Un tube radiant gaz peut protéger un tunnel de lavage du froid sans brasser inutilement l’air humide, à condition de traiter la corrosion, la ventilation et l’évacuation des fumées.

La rédaction de TIC Migrations

Publié le · Mis à jour le

17 min de lecture
Tube radiant suspendu au plafond d’un tunnel de lavage automobile humide et éclairé
Tube radiant suspendu au plafond d’un tunnel de lavage automobile humide et éclairé

L'essentiel en 5 points

  • Le tube radiant gaz chauffe les surfaces et les personnes avant de chauffer tout le volume d’air humide.
  • Dans un tunnel de lavage, la résistance à la corrosion et l’évacuation étanche des fumées comptent autant que la puissance.
  • Un pré-dimensionnement se situe souvent entre 35 et 100 W par mètre cube selon les ouvertures et l’objectif thermique.
  • Une installation complète de 30 à 60 kW représente couramment 15 000 à 35 000 € HT, hors contraintes exceptionnelles.
  • La pose, le réglage de combustion et les contrôles doivent être confiés à des professionnels compétents en gaz industriel.

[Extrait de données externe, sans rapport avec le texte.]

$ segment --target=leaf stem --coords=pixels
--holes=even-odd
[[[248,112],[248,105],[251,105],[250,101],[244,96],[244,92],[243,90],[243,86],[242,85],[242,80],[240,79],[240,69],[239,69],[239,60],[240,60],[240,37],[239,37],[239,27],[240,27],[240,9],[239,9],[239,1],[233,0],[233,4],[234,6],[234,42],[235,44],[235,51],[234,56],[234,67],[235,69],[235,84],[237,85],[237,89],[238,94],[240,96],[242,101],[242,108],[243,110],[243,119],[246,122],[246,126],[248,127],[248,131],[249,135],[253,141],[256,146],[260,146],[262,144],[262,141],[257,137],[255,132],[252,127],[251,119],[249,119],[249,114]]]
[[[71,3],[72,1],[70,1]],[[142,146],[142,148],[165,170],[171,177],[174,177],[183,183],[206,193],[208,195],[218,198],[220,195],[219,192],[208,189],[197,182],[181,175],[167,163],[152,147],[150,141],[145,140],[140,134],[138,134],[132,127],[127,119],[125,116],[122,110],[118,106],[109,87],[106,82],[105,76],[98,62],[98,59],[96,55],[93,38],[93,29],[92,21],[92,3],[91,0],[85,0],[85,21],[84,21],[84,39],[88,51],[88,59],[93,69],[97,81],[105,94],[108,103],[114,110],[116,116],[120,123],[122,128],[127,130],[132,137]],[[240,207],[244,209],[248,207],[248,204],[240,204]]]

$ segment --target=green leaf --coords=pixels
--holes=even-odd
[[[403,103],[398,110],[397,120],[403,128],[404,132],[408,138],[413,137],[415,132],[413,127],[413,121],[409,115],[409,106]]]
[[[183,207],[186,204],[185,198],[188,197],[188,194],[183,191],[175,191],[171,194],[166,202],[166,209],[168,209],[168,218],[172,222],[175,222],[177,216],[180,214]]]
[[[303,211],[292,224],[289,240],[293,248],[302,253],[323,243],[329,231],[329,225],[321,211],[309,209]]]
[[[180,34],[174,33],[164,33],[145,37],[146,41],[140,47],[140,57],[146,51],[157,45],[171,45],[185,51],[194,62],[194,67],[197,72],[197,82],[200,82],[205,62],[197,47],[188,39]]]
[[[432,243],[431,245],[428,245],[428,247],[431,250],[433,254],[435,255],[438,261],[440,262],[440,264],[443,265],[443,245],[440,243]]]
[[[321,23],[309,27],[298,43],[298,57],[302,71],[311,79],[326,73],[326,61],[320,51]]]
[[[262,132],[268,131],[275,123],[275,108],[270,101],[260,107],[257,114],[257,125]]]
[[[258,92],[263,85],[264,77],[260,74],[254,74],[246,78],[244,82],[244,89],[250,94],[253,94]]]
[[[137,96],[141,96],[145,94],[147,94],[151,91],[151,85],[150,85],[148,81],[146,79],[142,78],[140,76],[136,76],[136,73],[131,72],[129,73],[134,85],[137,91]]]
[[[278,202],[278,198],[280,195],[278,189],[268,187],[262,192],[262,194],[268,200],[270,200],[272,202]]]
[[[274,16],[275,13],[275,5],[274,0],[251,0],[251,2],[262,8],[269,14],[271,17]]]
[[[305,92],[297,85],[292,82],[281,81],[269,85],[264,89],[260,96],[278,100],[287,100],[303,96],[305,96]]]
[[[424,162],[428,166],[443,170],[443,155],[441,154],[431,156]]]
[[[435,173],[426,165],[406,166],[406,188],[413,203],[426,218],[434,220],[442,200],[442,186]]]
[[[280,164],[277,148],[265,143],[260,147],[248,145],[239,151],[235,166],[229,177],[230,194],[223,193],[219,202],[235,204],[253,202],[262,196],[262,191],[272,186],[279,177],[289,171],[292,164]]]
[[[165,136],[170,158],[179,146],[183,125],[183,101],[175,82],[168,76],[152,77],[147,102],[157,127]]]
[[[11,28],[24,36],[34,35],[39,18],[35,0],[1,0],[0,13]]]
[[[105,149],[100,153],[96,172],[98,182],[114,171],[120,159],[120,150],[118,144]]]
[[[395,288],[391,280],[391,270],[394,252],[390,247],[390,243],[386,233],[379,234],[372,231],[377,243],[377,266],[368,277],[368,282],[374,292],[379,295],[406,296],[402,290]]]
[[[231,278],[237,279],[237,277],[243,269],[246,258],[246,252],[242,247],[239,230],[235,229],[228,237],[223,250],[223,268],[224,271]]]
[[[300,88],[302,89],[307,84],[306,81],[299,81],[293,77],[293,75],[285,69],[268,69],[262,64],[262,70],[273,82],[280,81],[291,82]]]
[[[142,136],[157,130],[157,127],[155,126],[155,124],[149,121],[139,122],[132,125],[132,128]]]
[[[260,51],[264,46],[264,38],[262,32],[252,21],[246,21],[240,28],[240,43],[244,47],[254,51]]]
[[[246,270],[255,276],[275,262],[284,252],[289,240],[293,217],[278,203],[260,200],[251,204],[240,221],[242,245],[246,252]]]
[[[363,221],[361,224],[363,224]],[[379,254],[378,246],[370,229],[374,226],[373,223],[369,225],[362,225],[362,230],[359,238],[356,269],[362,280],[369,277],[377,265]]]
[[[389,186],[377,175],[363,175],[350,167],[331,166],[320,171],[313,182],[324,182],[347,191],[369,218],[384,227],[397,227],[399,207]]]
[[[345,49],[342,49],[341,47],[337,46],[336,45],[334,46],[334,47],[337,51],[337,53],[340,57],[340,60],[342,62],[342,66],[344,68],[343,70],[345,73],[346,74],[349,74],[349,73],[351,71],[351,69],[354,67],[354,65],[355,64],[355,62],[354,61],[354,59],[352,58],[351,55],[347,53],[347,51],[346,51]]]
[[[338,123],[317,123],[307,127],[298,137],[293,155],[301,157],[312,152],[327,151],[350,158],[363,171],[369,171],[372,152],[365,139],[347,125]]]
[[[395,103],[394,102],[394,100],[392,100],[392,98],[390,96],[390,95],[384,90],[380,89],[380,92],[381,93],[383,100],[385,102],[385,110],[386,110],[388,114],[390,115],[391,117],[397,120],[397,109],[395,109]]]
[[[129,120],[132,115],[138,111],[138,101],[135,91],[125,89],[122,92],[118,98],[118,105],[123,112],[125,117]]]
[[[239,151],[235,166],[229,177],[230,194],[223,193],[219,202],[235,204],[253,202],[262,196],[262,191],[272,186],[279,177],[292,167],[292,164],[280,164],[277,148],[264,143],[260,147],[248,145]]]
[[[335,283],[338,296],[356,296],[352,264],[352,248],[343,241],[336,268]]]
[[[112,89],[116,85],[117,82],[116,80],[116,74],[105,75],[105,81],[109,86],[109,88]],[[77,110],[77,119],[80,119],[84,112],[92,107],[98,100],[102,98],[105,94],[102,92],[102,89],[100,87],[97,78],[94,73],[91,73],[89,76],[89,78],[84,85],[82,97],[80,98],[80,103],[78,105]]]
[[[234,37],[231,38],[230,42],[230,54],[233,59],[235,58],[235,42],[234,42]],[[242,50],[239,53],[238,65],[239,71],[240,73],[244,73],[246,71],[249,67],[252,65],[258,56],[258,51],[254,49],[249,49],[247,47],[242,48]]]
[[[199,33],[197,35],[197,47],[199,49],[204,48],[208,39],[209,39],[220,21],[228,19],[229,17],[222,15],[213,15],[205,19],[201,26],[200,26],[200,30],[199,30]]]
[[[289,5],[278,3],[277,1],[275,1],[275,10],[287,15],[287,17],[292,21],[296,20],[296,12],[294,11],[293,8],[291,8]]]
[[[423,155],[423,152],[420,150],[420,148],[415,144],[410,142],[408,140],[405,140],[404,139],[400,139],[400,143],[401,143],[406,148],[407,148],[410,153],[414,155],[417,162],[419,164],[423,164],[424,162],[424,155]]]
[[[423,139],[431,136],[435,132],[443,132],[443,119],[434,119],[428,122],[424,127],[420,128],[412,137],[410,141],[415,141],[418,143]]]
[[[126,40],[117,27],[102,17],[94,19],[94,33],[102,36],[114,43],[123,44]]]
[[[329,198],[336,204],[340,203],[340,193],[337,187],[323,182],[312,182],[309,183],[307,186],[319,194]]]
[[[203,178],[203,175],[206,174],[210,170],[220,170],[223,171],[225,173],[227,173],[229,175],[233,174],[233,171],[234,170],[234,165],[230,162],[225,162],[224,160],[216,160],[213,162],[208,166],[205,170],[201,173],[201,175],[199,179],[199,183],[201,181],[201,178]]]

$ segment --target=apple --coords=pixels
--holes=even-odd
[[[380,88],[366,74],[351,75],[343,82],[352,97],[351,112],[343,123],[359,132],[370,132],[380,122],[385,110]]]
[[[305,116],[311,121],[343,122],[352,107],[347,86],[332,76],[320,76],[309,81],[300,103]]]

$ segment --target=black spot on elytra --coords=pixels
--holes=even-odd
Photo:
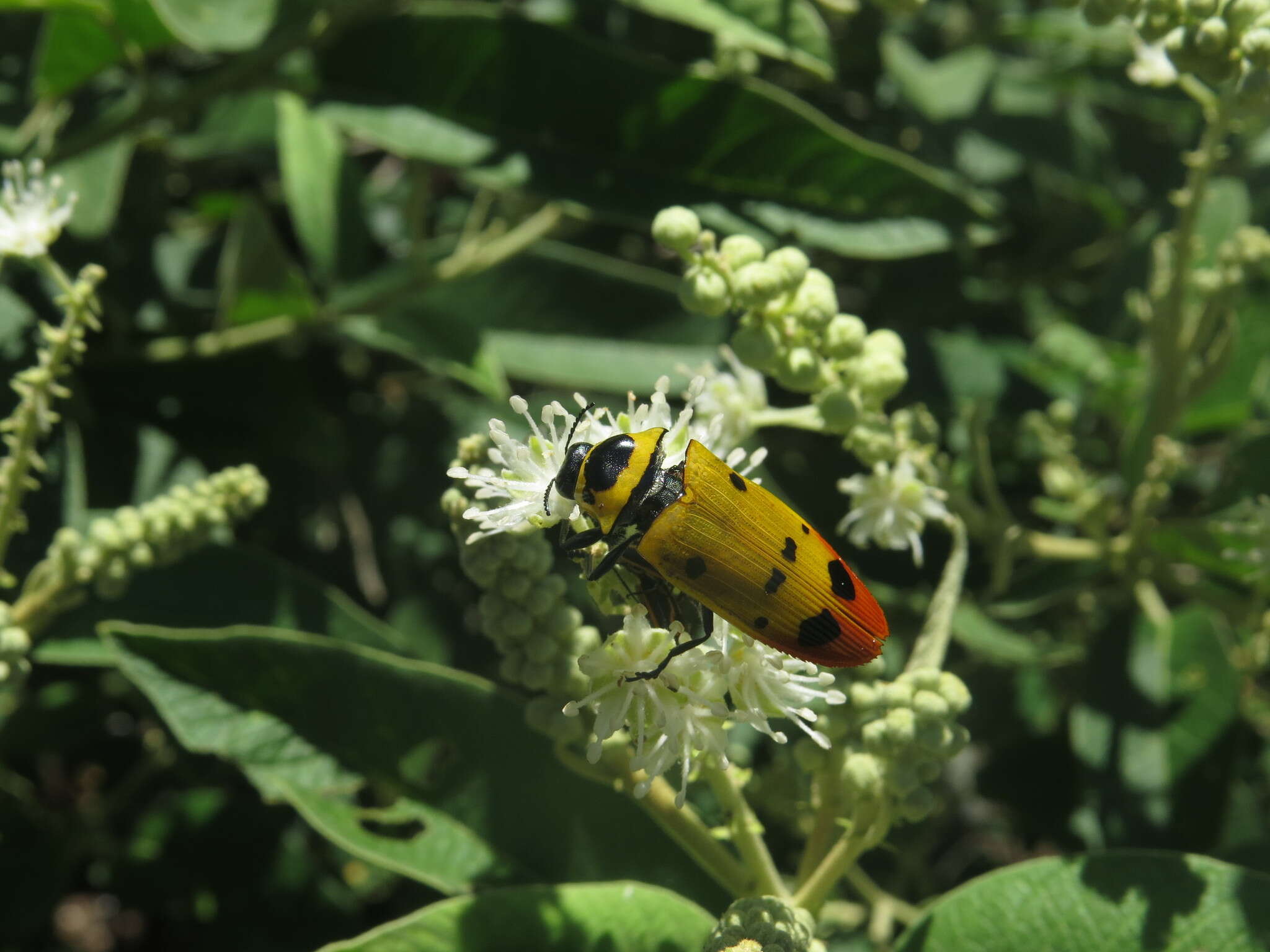
[[[847,566],[842,564],[841,559],[829,560],[829,585],[838,598],[847,602],[855,600],[856,583],[851,580],[851,572],[847,571]]]
[[[631,463],[631,454],[635,452],[635,439],[629,433],[618,433],[601,443],[587,453],[587,465],[583,473],[587,477],[587,486],[603,491],[617,485],[622,472]]]
[[[826,608],[820,614],[808,616],[798,626],[798,644],[803,647],[820,647],[842,635],[838,619]]]

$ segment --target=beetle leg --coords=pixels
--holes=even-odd
[[[584,533],[579,533],[579,534],[584,534]],[[577,537],[574,537],[574,538],[577,538]],[[640,538],[639,533],[634,533],[634,534],[630,534],[626,538],[624,538],[621,542],[615,543],[605,553],[605,557],[599,560],[599,565],[597,565],[594,569],[592,569],[589,572],[587,572],[587,581],[594,581],[596,579],[598,579],[602,575],[605,575],[605,572],[607,572],[615,565],[617,565],[617,560],[622,557],[622,552],[625,552],[630,547],[630,545],[632,542],[638,542],[639,538]],[[593,541],[597,541],[597,539],[593,539]]]
[[[654,668],[652,671],[639,671],[638,674],[627,674],[622,680],[653,680],[665,670],[665,665],[673,661],[676,658],[682,655],[685,651],[691,651],[697,645],[704,645],[714,635],[714,612],[711,612],[705,605],[701,605],[701,635],[695,638],[688,638],[687,641],[672,647],[665,658],[662,659],[662,664]]]
[[[564,541],[564,551],[575,552],[579,548],[585,548],[587,546],[596,545],[603,537],[605,532],[598,527],[591,529],[583,529],[582,532],[575,532]]]

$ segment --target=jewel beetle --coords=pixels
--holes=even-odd
[[[672,658],[702,644],[714,614],[819,665],[845,668],[876,658],[886,618],[833,546],[695,439],[682,462],[663,468],[665,433],[658,426],[592,444],[573,443],[570,432],[552,482],[596,523],[569,537],[565,550],[608,546],[589,580],[621,564],[645,580],[638,595],[645,605],[662,598],[648,588],[648,580],[660,579],[709,609],[701,613],[701,636],[676,645],[655,669],[632,678],[655,678]]]

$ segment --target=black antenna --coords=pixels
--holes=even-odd
[[[573,434],[578,432],[578,425],[582,423],[582,418],[585,416],[587,414],[589,414],[594,409],[596,409],[594,404],[587,404],[582,409],[582,413],[573,418],[573,426],[569,428],[569,435],[564,438],[564,448],[565,448],[565,451],[568,451],[569,447],[573,446]],[[552,480],[552,482],[554,482],[554,480]],[[545,490],[542,490],[542,512],[546,515],[551,515],[551,485],[552,485],[552,482],[549,482],[547,487]]]

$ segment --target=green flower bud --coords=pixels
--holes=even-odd
[[[753,896],[728,906],[701,949],[810,952],[814,942],[815,919],[809,911],[786,905],[776,896]]]
[[[767,261],[751,261],[737,270],[733,288],[745,307],[759,307],[781,293],[781,272]]]
[[[890,354],[898,360],[908,357],[904,349],[904,339],[889,327],[879,327],[865,338],[866,354]]]
[[[806,255],[794,246],[777,248],[767,255],[767,264],[775,268],[781,275],[780,284],[782,291],[792,291],[801,284],[808,269],[812,267]]]
[[[1266,14],[1270,14],[1270,0],[1231,0],[1222,8],[1222,19],[1237,37]]]
[[[794,347],[777,364],[776,380],[790,390],[810,393],[817,390],[822,378],[820,358],[809,347]]]
[[[1270,67],[1270,29],[1266,27],[1250,29],[1240,41],[1240,50],[1259,70]]]
[[[653,218],[653,240],[672,251],[683,254],[701,237],[701,220],[691,208],[671,206]]]
[[[754,320],[737,327],[729,344],[742,363],[766,371],[780,354],[781,335],[770,322]]]
[[[900,796],[911,793],[922,786],[922,778],[917,773],[917,764],[912,760],[893,760],[886,770],[886,781],[890,791]]]
[[[886,732],[886,721],[883,718],[869,721],[861,727],[860,740],[864,743],[865,750],[871,754],[890,753],[890,736]]]
[[[1209,17],[1195,32],[1195,48],[1204,56],[1220,56],[1231,44],[1231,29],[1220,17]]]
[[[683,273],[679,303],[687,310],[706,317],[718,317],[728,310],[730,302],[728,282],[714,268],[695,264]]]
[[[940,674],[940,697],[942,697],[949,706],[949,711],[954,715],[965,713],[970,707],[970,689],[965,685],[965,682],[958,678],[951,671],[944,671]]]
[[[872,754],[848,754],[842,762],[842,783],[856,797],[880,796],[883,773],[881,760]]]
[[[933,691],[913,694],[913,713],[923,721],[942,721],[949,716],[949,702]]]
[[[878,694],[886,707],[909,707],[913,703],[913,685],[902,680],[879,685]]]
[[[832,433],[846,433],[860,421],[860,415],[864,413],[860,392],[841,383],[829,385],[817,393],[812,402]]]
[[[846,359],[859,354],[865,345],[869,329],[853,314],[838,314],[824,325],[824,353],[828,357]]]
[[[918,787],[899,802],[899,815],[909,823],[918,823],[931,815],[935,809],[935,795],[926,787]]]
[[[729,235],[719,242],[719,258],[733,270],[763,260],[763,246],[749,235]]]
[[[851,698],[851,706],[857,711],[869,711],[876,707],[880,701],[878,689],[872,684],[861,684],[860,682],[851,685],[847,696]]]
[[[855,364],[855,383],[864,397],[881,404],[895,396],[908,383],[908,369],[904,362],[893,354],[869,353],[867,350],[852,360]]]
[[[911,707],[897,707],[886,712],[886,737],[894,746],[908,746],[917,735],[917,717]],[[893,748],[894,749],[894,748]]]
[[[25,628],[9,625],[0,628],[0,655],[24,655],[30,651],[30,635]]]
[[[809,269],[794,292],[789,311],[809,326],[827,324],[838,312],[838,292],[829,275],[818,268]]]

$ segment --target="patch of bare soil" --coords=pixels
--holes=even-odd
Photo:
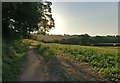
[[[64,58],[64,57],[63,57]],[[19,81],[98,81],[88,67],[80,62],[58,59],[55,55],[49,61],[38,55],[34,46],[30,46],[25,58]]]

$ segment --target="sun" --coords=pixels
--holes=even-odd
[[[62,26],[62,20],[61,20],[60,16],[54,13],[53,19],[55,22],[55,28],[60,28]]]
[[[60,34],[61,32],[63,32],[63,19],[60,15],[53,13],[52,17],[54,19],[55,22],[55,28],[50,30],[50,34]]]

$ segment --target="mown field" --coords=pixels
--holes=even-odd
[[[94,47],[62,44],[39,43],[37,51],[46,61],[55,55],[56,57],[69,57],[76,61],[81,61],[92,67],[100,78],[111,81],[120,80],[119,52],[118,47]]]

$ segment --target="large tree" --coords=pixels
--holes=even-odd
[[[51,2],[2,3],[2,33],[5,39],[26,37],[31,32],[45,33],[54,27]]]

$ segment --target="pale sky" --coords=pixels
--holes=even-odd
[[[53,2],[52,14],[50,34],[118,34],[117,2]]]

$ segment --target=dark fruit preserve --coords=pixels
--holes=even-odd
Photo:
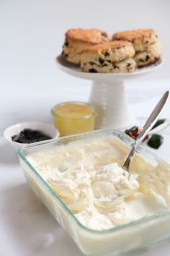
[[[13,141],[19,143],[33,143],[50,139],[52,139],[52,137],[45,133],[31,129],[24,129],[21,131],[19,135],[12,137]]]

Un tunnel de lavage automobile est l’un des environnements les plus exigeants pour un chauffage. L’eau est projetée en continu, les détergents et cires forment des aérosols, les portes restent partiellement ou totalement ouvertes et les véhicules froids entrent sans interruption. En hiver, le problème n’est pas seulement le confort : un sol gelé, des canalisations exposées ou une zone de travail humide deviennent rapidement des risques d’exploitation.

Le tube radiant gaz répond bien à cette configuration parce qu’il transmet une part importante de sa chaleur par rayonnement infrarouge. Il réchauffe le sol, les carrosseries, les équipements et les opérateurs situés dans son champ, au lieu de tenter de porter tout l’air humide du tunnel à une température élevée. Cette logique limite les effets des courants d’air, mais elle ne dispense ni d’une étude des pertes ni d’une installation prévue pour un milieu corrosif.

Le bon choix dépend d’abord de l’objectif : maintien hors gel, amélioration du confort au poste de pré-lavage, réduction du temps de ressuyage ou chauffage global d’un tunnel fermé. Les puissances, matériaux, hauteurs de pose, automatismes et dépenses n’ont rien de comparable entre ces usages. Voici les critères permettant de décider sans confondre chauffage efficace et simple appareil gaz suspendu.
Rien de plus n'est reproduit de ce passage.